Remedial Law

When Courts Become Administrators


Can the constitutional rights of comparatively powerless citizens in the custody of public institutions be protected without jeopardizing the institutions' mandated missions? Specifically, does court-ordered desegregation create such chaotic school conditions that teaching and learning are impaired? Can prisoners be incarcerated or rehabilitated humanely but with due regard to public safety? When the judicial branch intervenes to ensure that public housing provides decent dwellings to its residents, or that mental health facilities offer clean and modern treatment to their patients, can it realistically expect to reform such recalcitrant institutions unwillingly dragged into court?

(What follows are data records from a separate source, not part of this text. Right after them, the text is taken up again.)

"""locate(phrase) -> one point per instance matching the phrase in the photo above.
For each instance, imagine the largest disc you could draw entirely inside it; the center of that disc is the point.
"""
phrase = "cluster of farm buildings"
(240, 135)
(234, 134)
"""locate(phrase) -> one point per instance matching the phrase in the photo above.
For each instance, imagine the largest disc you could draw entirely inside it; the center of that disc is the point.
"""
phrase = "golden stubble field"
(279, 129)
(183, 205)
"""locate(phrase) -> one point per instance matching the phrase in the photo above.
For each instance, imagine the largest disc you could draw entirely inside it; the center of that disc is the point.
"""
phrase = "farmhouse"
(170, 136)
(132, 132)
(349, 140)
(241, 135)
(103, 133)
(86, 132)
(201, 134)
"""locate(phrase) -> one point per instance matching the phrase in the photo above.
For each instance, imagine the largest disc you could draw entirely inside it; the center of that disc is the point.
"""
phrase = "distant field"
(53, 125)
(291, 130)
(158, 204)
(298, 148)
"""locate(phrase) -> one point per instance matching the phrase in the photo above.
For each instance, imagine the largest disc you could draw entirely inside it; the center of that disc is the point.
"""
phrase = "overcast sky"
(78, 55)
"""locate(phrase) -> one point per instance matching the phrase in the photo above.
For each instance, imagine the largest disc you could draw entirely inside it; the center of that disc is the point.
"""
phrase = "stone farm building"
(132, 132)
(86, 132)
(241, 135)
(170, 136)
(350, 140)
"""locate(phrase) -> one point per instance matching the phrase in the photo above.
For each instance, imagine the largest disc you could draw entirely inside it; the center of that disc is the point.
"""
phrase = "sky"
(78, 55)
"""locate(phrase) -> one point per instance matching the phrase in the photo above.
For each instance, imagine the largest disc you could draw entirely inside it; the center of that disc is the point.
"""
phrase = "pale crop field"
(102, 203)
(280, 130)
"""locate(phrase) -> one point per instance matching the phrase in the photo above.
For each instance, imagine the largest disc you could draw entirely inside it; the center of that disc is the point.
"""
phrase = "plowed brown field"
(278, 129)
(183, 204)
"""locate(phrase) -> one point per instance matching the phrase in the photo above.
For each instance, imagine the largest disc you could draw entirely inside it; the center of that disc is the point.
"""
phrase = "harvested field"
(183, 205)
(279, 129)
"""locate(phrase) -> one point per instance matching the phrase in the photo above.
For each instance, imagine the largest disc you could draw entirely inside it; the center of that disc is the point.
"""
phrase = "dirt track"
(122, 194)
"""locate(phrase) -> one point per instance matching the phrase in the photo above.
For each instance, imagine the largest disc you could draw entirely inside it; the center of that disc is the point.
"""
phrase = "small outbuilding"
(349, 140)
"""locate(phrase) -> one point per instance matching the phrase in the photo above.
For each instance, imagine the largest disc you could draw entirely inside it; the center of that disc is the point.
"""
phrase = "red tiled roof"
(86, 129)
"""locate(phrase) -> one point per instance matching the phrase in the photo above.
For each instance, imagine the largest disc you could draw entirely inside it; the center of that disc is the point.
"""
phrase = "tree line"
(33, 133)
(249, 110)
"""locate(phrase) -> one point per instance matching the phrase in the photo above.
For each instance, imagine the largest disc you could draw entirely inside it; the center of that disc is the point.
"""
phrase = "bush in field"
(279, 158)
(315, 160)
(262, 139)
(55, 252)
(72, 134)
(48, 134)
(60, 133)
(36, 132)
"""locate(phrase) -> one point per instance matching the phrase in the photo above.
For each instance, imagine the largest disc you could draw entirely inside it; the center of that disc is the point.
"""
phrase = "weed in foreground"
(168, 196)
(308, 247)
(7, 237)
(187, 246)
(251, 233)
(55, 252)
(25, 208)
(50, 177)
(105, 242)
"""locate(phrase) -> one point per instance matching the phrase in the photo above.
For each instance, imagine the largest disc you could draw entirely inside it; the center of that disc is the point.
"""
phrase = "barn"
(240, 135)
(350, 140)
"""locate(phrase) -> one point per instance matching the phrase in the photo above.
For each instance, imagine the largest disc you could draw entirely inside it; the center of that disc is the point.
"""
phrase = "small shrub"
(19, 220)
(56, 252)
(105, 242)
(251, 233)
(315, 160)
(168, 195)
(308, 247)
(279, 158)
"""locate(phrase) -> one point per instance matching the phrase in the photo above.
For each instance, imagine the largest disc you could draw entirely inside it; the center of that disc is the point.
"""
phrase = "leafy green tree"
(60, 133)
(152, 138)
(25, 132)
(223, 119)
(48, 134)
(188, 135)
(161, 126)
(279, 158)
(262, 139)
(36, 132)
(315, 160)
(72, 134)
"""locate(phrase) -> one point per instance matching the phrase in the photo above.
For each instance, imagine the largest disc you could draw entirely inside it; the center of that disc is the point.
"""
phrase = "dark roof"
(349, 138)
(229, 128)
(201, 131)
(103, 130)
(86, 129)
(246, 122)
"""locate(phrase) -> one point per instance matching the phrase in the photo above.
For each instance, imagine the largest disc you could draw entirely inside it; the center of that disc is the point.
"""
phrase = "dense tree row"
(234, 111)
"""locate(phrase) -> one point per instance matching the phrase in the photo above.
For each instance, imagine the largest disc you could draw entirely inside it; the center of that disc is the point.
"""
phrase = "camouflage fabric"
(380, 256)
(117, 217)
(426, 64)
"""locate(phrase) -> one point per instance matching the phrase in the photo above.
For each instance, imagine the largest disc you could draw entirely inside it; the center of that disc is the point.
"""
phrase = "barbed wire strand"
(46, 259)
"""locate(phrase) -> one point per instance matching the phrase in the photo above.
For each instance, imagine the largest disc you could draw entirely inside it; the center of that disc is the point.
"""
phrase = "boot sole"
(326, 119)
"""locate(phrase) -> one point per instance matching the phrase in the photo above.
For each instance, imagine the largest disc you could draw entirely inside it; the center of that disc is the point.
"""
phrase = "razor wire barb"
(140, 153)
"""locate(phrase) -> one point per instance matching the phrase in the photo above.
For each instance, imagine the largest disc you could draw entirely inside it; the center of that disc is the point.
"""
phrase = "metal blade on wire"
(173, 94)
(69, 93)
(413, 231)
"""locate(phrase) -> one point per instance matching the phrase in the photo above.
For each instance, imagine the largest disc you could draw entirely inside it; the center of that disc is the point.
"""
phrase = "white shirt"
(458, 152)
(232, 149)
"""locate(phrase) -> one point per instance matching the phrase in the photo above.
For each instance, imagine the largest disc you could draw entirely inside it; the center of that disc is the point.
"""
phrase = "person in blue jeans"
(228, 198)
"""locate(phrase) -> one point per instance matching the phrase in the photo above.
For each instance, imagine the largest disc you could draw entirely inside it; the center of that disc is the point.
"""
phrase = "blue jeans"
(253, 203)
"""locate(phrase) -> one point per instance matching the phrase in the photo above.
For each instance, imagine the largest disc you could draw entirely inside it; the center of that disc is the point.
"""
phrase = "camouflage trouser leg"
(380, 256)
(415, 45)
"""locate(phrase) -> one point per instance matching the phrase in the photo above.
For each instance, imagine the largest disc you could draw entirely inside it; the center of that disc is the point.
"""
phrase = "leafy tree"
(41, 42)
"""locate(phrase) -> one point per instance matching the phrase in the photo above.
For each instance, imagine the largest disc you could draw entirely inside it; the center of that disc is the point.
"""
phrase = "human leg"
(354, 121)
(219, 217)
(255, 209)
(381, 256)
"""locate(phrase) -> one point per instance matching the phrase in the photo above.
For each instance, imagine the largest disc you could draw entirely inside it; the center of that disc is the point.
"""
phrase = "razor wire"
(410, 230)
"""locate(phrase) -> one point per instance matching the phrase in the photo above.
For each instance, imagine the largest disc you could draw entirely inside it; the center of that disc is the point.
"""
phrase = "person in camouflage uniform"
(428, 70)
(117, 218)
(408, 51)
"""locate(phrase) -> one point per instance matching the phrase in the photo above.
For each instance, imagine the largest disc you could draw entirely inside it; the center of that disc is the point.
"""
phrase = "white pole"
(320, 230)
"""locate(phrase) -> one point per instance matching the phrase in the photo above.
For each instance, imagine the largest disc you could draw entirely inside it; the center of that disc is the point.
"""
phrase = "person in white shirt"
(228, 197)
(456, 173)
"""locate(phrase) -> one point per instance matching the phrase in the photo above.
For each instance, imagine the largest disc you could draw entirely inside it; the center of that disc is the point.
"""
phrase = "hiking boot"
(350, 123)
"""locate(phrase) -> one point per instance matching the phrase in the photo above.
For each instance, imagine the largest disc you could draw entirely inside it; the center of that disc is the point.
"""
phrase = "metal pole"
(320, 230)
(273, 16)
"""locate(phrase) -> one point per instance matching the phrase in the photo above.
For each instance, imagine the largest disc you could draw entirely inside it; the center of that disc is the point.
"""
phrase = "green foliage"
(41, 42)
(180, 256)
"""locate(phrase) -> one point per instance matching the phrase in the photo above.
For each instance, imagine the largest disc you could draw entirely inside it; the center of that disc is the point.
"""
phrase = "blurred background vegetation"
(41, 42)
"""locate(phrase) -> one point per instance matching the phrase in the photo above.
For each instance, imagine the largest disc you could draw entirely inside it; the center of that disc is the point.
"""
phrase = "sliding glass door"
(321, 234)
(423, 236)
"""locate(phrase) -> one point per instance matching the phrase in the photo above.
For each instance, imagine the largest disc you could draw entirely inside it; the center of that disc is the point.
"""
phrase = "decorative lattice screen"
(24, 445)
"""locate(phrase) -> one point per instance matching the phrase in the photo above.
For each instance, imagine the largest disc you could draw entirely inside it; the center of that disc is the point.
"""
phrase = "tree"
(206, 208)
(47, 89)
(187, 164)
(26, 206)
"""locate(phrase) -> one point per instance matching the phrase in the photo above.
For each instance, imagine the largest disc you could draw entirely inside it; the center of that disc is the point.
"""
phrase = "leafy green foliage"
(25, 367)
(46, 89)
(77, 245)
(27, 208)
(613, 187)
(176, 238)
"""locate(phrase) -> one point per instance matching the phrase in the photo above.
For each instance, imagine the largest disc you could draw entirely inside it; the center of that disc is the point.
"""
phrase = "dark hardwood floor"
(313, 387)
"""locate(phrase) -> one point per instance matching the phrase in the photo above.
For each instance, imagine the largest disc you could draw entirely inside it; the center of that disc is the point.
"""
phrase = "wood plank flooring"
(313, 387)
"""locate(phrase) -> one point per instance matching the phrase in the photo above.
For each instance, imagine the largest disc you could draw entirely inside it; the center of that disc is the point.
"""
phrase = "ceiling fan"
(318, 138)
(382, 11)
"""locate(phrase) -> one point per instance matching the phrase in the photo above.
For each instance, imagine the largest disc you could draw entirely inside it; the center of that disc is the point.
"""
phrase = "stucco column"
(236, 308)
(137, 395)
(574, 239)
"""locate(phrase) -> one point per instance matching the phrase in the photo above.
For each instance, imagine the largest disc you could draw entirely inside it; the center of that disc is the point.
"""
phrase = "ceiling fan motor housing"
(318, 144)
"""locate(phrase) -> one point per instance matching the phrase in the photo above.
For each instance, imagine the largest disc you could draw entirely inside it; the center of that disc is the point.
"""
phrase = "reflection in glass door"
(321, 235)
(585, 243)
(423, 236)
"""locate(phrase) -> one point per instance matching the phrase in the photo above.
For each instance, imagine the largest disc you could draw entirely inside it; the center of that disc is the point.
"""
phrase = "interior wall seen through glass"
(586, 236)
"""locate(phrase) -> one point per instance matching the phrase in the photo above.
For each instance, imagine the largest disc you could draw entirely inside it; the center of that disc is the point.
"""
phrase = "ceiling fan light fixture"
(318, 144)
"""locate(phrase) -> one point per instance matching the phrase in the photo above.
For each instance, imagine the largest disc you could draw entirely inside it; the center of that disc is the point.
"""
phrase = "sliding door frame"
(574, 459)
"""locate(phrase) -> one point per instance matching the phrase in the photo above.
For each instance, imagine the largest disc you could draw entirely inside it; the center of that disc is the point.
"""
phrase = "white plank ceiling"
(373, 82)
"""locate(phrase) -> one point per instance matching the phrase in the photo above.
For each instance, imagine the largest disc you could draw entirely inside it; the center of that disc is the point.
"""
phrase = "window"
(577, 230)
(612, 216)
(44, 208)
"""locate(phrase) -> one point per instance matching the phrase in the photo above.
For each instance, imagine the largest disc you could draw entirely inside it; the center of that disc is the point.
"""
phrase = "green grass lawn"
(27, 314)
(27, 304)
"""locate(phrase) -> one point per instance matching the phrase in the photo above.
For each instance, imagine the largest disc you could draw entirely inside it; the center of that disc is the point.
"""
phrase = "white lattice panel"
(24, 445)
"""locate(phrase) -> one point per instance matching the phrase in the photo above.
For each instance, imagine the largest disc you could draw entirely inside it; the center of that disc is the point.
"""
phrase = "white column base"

These were some of the questions put to an assembly of distinguished practitioners and scholars at a colloquium held at Wesleyan University in 1987 that examined judicial intervention in the administration of various public institutions, including schools, prisons, public housing, and mental health facilities. The panel considered four landmark cases in particular: Palmagiano vs. Garrahy, a Rhode Island prison case; Keyes et al. vs. School District No. 1, a Denver, Colorado, school integration case; Armando Perez et al. vs. Boston Housing Authority, a public housing case; and Connecticut Association for Retarded Citizens et al. vs. Gareth Thorne et al., a care for the retarded case.
This book is composed of the edited proceedings of the colloquium, plus an extensive appendix of documents, historical narratives, and legal citations for each of the four cases. The book argues that, given the nature of public bureaucratic institutions, remedial law is a necessary and permanent fixture in our judicial system, a means to correct abuses that cannot be rectified in any other way.